During the Innocence Center podcast earlier this year, another legal expert on shaken baby syndrome, Katherine Bonaguidi of the San Diego County Public Defender’s Office, explained that the syndrome is characterized by subdural hematomas, retinal hemorrhaging and brain swelling. The condition was linked to abusive shaking as a result of data culled from monkey studies and human trauma studies based on circular reasoning and other flaws.

“The doctors were coming in and testifying unconditionally that these injuries were the result of abuse, and I really want to emphasize that word unconditionally, because they weren’t saying this could be the result of abuse or this probably was the result of abuse, or more likely than not, or in my experience, this is a result of abuse,” Bonaguidi said. “They were essentially saying there is no other explanation for these injuries besides abuse.”

The acceptance of the syndrome began to wane after the turn of the century, and in particular after a 2016 study conducted by the Swedish government, she said.

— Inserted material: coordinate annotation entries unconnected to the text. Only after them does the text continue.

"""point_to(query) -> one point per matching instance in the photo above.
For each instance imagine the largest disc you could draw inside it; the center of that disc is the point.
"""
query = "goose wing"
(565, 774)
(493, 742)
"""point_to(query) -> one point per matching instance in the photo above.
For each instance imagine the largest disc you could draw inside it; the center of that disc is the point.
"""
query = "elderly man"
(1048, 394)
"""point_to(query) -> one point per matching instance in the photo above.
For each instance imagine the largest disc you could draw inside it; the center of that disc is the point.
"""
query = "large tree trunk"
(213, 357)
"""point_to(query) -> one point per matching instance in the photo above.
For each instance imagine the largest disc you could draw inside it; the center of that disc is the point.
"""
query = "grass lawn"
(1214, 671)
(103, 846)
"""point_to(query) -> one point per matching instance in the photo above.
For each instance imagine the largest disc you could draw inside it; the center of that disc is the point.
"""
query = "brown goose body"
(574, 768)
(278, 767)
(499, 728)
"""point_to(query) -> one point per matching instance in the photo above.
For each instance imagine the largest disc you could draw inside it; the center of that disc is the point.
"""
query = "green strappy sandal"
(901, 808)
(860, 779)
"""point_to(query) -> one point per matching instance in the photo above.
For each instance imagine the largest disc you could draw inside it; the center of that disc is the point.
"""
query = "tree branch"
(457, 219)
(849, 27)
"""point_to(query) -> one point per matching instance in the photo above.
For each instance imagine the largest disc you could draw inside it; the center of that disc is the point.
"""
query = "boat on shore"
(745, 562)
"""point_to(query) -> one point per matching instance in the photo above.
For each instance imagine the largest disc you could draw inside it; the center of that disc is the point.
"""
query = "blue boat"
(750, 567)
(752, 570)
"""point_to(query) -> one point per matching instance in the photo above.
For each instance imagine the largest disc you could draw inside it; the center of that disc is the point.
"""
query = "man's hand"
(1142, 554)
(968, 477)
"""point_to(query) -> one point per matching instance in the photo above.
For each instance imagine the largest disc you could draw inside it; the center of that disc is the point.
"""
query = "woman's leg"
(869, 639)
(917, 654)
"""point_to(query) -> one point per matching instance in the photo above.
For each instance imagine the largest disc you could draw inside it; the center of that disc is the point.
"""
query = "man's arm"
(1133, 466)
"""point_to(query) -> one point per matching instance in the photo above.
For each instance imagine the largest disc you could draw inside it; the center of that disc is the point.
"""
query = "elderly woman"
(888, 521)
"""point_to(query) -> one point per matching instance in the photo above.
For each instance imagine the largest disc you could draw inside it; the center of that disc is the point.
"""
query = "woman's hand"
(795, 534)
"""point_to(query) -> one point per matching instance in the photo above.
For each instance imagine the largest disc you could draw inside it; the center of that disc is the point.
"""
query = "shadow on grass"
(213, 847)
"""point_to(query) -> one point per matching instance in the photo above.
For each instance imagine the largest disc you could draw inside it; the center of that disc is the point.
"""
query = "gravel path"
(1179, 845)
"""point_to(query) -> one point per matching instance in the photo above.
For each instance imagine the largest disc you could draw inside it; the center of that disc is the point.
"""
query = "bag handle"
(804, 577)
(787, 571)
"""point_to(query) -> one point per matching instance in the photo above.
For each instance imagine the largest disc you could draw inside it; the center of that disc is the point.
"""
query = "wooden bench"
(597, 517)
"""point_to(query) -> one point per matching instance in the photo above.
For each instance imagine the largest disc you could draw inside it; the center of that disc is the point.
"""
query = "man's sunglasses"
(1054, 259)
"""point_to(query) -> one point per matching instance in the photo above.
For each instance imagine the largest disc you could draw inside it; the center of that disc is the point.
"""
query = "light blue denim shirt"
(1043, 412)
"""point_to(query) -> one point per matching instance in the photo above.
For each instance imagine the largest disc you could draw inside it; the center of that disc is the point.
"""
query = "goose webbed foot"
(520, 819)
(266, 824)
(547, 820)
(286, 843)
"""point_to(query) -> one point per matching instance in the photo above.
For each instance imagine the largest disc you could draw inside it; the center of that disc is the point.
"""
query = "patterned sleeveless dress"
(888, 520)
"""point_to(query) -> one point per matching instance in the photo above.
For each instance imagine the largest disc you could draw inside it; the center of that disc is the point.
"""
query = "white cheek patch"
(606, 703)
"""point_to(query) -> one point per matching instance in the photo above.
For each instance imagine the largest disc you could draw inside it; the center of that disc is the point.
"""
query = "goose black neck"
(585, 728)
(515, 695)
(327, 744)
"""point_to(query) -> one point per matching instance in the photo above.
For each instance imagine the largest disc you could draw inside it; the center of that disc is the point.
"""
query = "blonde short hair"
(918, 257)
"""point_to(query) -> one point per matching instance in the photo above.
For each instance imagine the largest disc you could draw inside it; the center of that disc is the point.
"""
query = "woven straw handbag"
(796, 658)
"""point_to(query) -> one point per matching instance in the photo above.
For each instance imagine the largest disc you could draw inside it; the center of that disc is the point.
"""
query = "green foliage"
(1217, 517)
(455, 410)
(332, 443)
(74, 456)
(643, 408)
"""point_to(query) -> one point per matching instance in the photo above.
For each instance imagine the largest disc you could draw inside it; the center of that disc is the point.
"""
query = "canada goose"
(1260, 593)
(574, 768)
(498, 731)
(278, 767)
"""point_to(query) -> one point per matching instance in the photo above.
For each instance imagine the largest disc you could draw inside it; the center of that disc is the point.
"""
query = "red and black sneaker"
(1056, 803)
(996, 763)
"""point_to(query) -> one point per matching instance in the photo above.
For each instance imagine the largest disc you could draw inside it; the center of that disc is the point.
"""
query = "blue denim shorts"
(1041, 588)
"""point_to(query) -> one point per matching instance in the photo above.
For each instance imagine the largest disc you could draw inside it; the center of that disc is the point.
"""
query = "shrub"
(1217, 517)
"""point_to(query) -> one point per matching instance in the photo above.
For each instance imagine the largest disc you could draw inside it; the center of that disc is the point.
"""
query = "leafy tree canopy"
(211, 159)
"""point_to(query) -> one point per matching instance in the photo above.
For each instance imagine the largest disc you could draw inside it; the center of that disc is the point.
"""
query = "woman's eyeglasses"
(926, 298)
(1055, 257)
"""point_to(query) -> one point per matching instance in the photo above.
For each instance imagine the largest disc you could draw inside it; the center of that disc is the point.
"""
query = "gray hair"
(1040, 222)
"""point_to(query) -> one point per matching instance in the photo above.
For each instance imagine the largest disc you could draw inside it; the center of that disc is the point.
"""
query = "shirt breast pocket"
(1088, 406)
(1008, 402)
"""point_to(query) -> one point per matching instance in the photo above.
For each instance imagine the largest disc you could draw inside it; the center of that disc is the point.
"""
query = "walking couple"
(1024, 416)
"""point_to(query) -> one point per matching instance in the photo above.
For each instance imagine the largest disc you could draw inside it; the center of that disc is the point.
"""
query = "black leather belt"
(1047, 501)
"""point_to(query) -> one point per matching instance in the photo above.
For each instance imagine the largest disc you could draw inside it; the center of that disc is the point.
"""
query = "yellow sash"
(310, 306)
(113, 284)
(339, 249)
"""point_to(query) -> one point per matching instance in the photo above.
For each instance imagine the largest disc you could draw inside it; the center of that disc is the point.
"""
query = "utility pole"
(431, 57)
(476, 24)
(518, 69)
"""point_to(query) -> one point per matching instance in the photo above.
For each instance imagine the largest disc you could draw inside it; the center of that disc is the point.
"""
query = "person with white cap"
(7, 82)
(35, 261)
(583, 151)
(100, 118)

“They looked at all the metadata, they looked at all these other studies over the decades that had been done on the subject of shaken baby syndrome, shaken impact syndrome, abuse of head trauma, all these different names, and they looked at all these studies and they found that all of them, but for two, were deeply flawed and basically of low quality,” Bonaguidi said.

She stressed that she would never condone shaking or saying shaking is acceptable.

“What I’m saying is there’s no scientific data to show that shaking causes these injuries,” Bonaguidi said. “So a person would have to shake a child so hard to create the quantity, the amount of acceleration and deceleration necessary to cause these intracranial injuries that a neck injury would have to accompany that.”

Research in recent decades has shown that child “shortfalls” – such as falling off a lawn chair at a birthday party or a parent accidentally dropping a child at a parking lot – can in unusual instances cause the triad of injuries that were previously deemed evidence of shaken baby syndrome, she said.

So how many innocent people may now be sitting in prison as a result of convictions related to shaken baby syndrome?

“I have no idea what that number is,” Bonaguidi said. “I don’t have a good way to gauge it. I can only say, again, I shudder to think.”